Pas rassasié mais contenté du chemin parcouru
Un de mes amis a fêté ses 60 ans cette année. Il me dit, «À partir de maintenant, je compte à l’envers… Je compte les années qui me restent à vivre, plutôt que de penser à celles que j’ai accumulées».
Sur le coup, je trouvais le réflexe un peu fataliste. Mais au retour à la maison, dans la voiture, je me suis à ressentir l’urgence de vivre. Car, malgré leurs bonnes habitudes de vie et conditions athlétiques, Mike Bossy, Guy Lafleur, Jean-Marc Vallée et Wayne Dyer sont tous partis trop tôt. Même si je me vois âgé de plus de 90 ans, toujours professionnellement actif… qui sait?
Personne ne peut savoir à quel âge notre aventure va se terminer. Si on se fie à l’espérance de vie publiée par les bureaux de statistiques, cela permet d’avoir une certaine perspective. Quiconque aime la vie souhaite que ça se poursuive le plus longtemps possible, dans les meilleures conditions possibles.

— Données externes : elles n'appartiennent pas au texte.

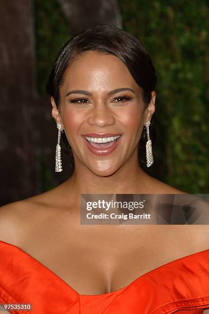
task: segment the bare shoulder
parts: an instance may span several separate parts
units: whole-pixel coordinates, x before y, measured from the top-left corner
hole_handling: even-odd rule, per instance
[[[55,206],[56,188],[0,207],[0,240],[17,245],[32,228],[47,220]]]

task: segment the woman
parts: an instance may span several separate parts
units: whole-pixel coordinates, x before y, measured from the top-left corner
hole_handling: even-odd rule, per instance
[[[35,313],[207,312],[206,226],[80,223],[81,194],[184,194],[139,165],[139,148],[153,136],[156,82],[141,44],[116,27],[87,29],[62,48],[47,90],[55,170],[65,166],[62,134],[74,171],[2,207],[2,303],[31,303]]]

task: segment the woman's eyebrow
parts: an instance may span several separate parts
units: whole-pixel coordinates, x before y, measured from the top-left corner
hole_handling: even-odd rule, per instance
[[[113,94],[115,94],[116,93],[118,93],[119,92],[123,91],[124,90],[130,90],[132,91],[134,94],[136,93],[133,89],[131,88],[129,88],[128,87],[123,87],[122,88],[117,88],[117,89],[114,89],[113,90],[111,90],[109,92],[108,95],[112,95]],[[92,93],[87,91],[87,90],[71,90],[68,92],[67,94],[66,95],[66,97],[69,96],[69,95],[71,95],[71,94],[80,94],[81,95],[88,95],[89,96],[91,96],[92,95]]]

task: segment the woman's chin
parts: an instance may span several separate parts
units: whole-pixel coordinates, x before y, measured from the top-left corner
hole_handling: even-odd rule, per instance
[[[91,171],[99,176],[109,176],[114,174],[118,170],[116,167],[110,167],[107,168],[90,167]]]

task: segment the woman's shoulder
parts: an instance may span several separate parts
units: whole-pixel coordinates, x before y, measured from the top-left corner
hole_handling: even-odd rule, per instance
[[[50,190],[1,207],[0,240],[18,245],[30,228],[49,215],[55,197],[55,191]]]

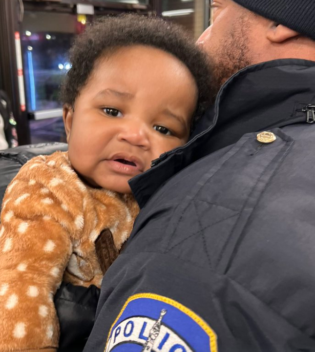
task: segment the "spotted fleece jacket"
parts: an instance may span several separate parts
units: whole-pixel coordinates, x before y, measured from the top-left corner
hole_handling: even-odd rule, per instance
[[[53,300],[62,280],[99,287],[96,239],[109,228],[120,248],[138,211],[131,196],[84,184],[66,152],[36,157],[21,168],[1,213],[0,352],[55,352]]]

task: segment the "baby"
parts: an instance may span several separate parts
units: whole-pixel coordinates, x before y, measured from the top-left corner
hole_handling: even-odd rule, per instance
[[[96,243],[105,234],[112,261],[139,211],[128,181],[186,143],[208,102],[203,55],[158,19],[104,18],[70,59],[62,89],[68,151],[31,160],[3,199],[1,352],[55,352],[62,281],[100,287],[110,263]]]

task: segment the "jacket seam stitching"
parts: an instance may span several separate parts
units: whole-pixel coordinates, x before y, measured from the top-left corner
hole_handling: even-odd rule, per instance
[[[255,184],[253,186],[253,187],[252,187],[252,190],[251,191],[250,193],[249,193],[249,194],[248,195],[248,196],[247,196],[247,199],[246,199],[246,201],[244,202],[244,204],[243,204],[243,207],[242,207],[242,209],[241,209],[241,210],[240,210],[240,211],[239,212],[238,218],[238,219],[237,220],[237,221],[235,222],[235,223],[234,224],[234,226],[233,227],[233,228],[232,228],[231,231],[230,233],[230,237],[231,237],[231,234],[232,233],[233,233],[233,231],[234,231],[234,230],[235,230],[235,227],[236,227],[236,226],[237,226],[237,224],[238,224],[238,221],[239,221],[239,219],[240,219],[241,216],[242,216],[242,214],[243,214],[244,209],[244,208],[245,208],[245,207],[246,207],[246,206],[247,205],[247,204],[248,204],[248,203],[249,199],[250,199],[251,198],[252,195],[252,194],[253,193],[253,192],[255,190],[255,189],[256,189],[256,187],[257,187],[257,184],[258,184],[258,183],[260,181],[260,180],[261,180],[262,178],[264,176],[264,175],[266,174],[266,173],[268,171],[268,166],[269,166],[269,165],[270,165],[272,163],[273,163],[273,162],[274,162],[274,161],[275,161],[275,160],[276,159],[276,158],[278,157],[278,156],[281,153],[281,151],[282,151],[284,149],[287,148],[287,151],[286,151],[286,152],[285,152],[285,153],[283,154],[283,158],[282,158],[282,160],[283,160],[284,159],[284,157],[285,157],[285,156],[286,155],[286,154],[287,154],[287,152],[288,152],[288,150],[290,149],[290,147],[291,147],[291,145],[290,145],[290,146],[289,146],[289,147],[288,148],[288,147],[287,147],[287,145],[286,145],[286,143],[287,143],[287,142],[285,143],[284,145],[282,146],[282,147],[281,148],[281,149],[280,149],[279,150],[279,151],[276,153],[276,154],[274,156],[274,157],[273,158],[273,159],[272,159],[272,160],[271,160],[271,161],[270,161],[269,163],[268,163],[268,165],[267,165],[265,166],[265,168],[264,168],[264,170],[263,171],[263,172],[262,172],[261,173],[261,174],[260,174],[260,176],[258,178],[257,181],[256,181],[256,182],[255,183]],[[264,193],[264,192],[265,191],[266,188],[267,188],[267,186],[268,182],[269,181],[270,181],[270,180],[271,180],[271,179],[272,179],[272,178],[273,177],[273,176],[274,175],[274,173],[275,173],[276,170],[277,169],[278,167],[279,167],[279,165],[280,165],[280,164],[281,164],[281,163],[282,162],[282,160],[279,163],[278,165],[277,165],[277,166],[276,166],[276,167],[275,167],[274,169],[273,170],[272,174],[272,175],[270,176],[270,177],[269,178],[268,180],[267,180],[267,182],[266,183],[266,184],[265,184],[265,186],[265,186],[264,188],[264,189],[262,190],[261,192],[260,193],[260,195],[262,195],[262,194],[263,194]],[[249,221],[250,219],[251,218],[251,216],[252,216],[252,214],[253,212],[254,211],[254,210],[256,207],[257,206],[257,204],[259,202],[259,200],[260,200],[260,198],[259,198],[259,197],[257,197],[257,198],[256,198],[256,200],[255,200],[255,201],[254,204],[253,204],[252,208],[252,210],[251,210],[251,213],[249,215],[248,217],[248,218],[247,218],[247,220],[246,221],[245,223],[244,224],[244,226],[243,226],[243,228],[242,229],[241,231],[240,231],[240,234],[239,234],[239,237],[238,237],[238,238],[237,238],[237,239],[236,240],[236,242],[235,242],[235,245],[234,245],[234,246],[233,246],[233,252],[231,253],[231,256],[230,256],[230,257],[229,257],[229,260],[228,260],[228,262],[227,262],[227,264],[226,264],[225,270],[226,270],[226,269],[227,269],[227,268],[229,267],[231,261],[232,260],[231,254],[232,254],[233,252],[234,251],[235,249],[237,247],[238,244],[238,243],[239,243],[239,239],[240,239],[240,236],[242,235],[242,234],[244,233],[244,231],[245,228],[246,228],[246,227],[247,227],[247,225],[248,225],[248,224]],[[218,263],[220,263],[220,262],[221,262],[222,259],[222,256],[223,256],[223,253],[225,252],[225,249],[226,249],[226,246],[227,246],[227,243],[228,243],[228,241],[227,241],[226,242],[225,245],[224,246],[223,248],[222,248],[222,250],[221,250],[221,253],[220,253],[220,255],[219,255],[219,257],[218,257]]]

Mais au-delà du simple instinct de survie et d’amour de la vie, ce nouveau réflexe de «compter à l’envers » m’a amené autant d’anxiété que de calme. D’abord, parce que je n’ai pas «terminé». Je ne veux rien laisser derrière. C’est-à-dire, du point de vue de mes rêves et ambitions, je veux quitter avec pas une seule goutte de jus dans le fruit. Réaliser un documentaire, écrire et voir naître sur Netflix deux de mes scénarios de film, terminer mon roman d’inspiration… La liste n’est pas si longue, mais elle prend du temps, de l’énergie, de la discipline. Vous avez sûrement un «bucket list», une liste de choses à faire, d’endroits à visiter avant de mourir. Et qu’en est-il de l’expression de vos talents et de vos désirs d’accomplissement?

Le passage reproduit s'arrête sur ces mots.